As a politician at home in Poland and now as the EU farm commissioner, Janusz Wojiechowski does not mince his words.

That was the case when some farm ministers sought to raise with him problems around market distortion. These reflect continuing, but improving, instability on global food markets and for some in the EU distortions from Ukraine enjoying preferential access to the EU for many commodities, which is creating market distortions in the member states close to the border with Ukraine.

Inevitably, ministers wanted more, but the Wojiechowski messages was blunt – lay criticism of market distortions not at Brussels doorstep, but at Russia's for its invasion of Ukraine.

The EU has invested financially and politically to bolster the Ukrainian economy and that policy is not going to change. In a closed session, the farm commissioner criticised Russia's aggression and its blockade, albeit with some temporary easing, of Black Sea ports.

This led to the 'freedom corridors' by land from Ukraine into the EU, creating problems for Hungary, Poland, Romania, Bulgaria and Slovakia.

The message, however, is that you do not close a door on a neighbour and that sacrifices are necessary to block Russia from succeeding in its efforts to annex regions of Ukraine. Those criticising Uranian grain were also reminded the EU needs to import grain and that Ukraine is on track to eventually become an EU member state.

This tough stance by Wojiechowski was not an easy message for someone to deliver whose own country is one of those criticising easy access for Ukraine, but it confirmed the EU was resolute with NATO that Russia cannot be allowed to succeed in Ukraine.

The news in the UK this week is focussed on the coronation and its historical significance. In terms of food and the coronation quiche 'invented' to mark the event, it is hard to see this having the long lasting potential of coronation chicken back in 1953.

This was a dish that introduced people to new flavours and was daringly different in the post-war 1950s, when some food was still rationed. By contrast, quiche is more akin to a quick cafe lunch to make a salad more interesting.

At times of historical events, thoughts turn to how things are now compared to when such an event last took place. When it comes to farming, it is clearly a very different world in terms of productivity, pressures and markets – even if farmers continue to do now what they did 70 years ago.

They produce food to feed a nation and maintain the countryside they enjoy living in. Where the difference lies today is the respect people, and in particular politicians, have for what they do.

Farmers would be reluctant to give up modern technology for the situation of the early 1950s, but they would love to have again the respect the industry enjoyed then.

Back then, farmers had literally 'dug for victory' a few years before, helping the country survive the efforts to isolate its food supply in the war.

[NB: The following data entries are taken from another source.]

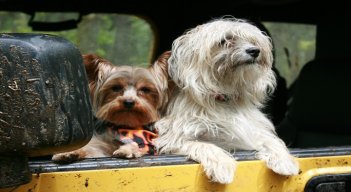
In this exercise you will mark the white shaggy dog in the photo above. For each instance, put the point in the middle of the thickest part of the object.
(223, 73)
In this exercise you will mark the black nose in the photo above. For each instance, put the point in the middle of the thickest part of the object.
(129, 103)
(253, 51)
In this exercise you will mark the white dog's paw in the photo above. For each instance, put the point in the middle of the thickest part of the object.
(221, 170)
(284, 165)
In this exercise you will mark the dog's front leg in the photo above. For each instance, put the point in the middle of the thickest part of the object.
(218, 164)
(276, 155)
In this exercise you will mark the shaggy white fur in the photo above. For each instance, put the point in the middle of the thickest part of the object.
(222, 69)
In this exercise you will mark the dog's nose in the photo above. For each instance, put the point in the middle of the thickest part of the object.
(129, 103)
(253, 51)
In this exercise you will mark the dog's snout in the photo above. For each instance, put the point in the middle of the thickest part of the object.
(129, 103)
(253, 51)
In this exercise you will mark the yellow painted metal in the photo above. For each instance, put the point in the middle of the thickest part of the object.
(251, 176)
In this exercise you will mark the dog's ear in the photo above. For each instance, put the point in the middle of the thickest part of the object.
(160, 66)
(92, 63)
(160, 70)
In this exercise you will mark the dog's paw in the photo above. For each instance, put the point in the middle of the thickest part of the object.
(129, 150)
(220, 170)
(284, 165)
(66, 157)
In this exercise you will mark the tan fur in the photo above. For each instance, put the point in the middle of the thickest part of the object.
(110, 87)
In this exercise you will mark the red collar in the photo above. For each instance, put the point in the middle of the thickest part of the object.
(143, 136)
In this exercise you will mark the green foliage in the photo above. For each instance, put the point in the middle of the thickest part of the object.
(294, 46)
(121, 39)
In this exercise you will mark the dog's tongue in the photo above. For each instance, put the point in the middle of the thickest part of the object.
(139, 135)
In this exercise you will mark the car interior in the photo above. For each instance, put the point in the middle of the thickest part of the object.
(310, 107)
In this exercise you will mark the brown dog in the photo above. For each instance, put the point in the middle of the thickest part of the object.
(127, 101)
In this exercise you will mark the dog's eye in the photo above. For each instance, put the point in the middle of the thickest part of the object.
(117, 88)
(145, 90)
(222, 43)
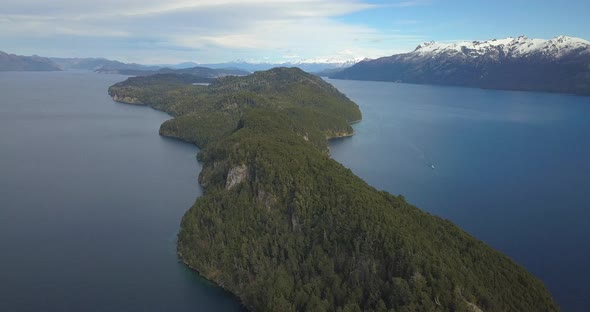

In the early 1950s, they had a green light for productivity and that stayed lit right up to the 1980s or 1990s.

It is hard to work out what triggered the changes to the situation the industry is now in, where it has lost its influence with politicians. Hopes last year that food security might move up the agenda again have been dashed in the UK and government policy is still that food is a by-product of green policies.

Back in the 1950s, farming was not helped by a surge of imports, but that was no new phenomenon and South American beef and Southern Hemisphere lamb and dairy products co-existed with production here.

That was helped by complex deficiency payments in the farm support system that ended with EU membership. That certainly was a game-changer.

It changed support structures, ended a system rooted in subsidising a cheap food policy and turned agriculture into a potent political issue.

Beyond that, BSE and growing concerns around biodiversity swung the balance against productivity in agriculture. On that basis, Brexit should, as its advocates promised, have been good for farming – but instead the opposite has happened.

Farmers have lost influence and even more public respect in the face of a government ready to sell them out for cheap food and distant trade deals. That is not going to change.

Against that background, the drudgery of the times in 1953 begins to look appealing.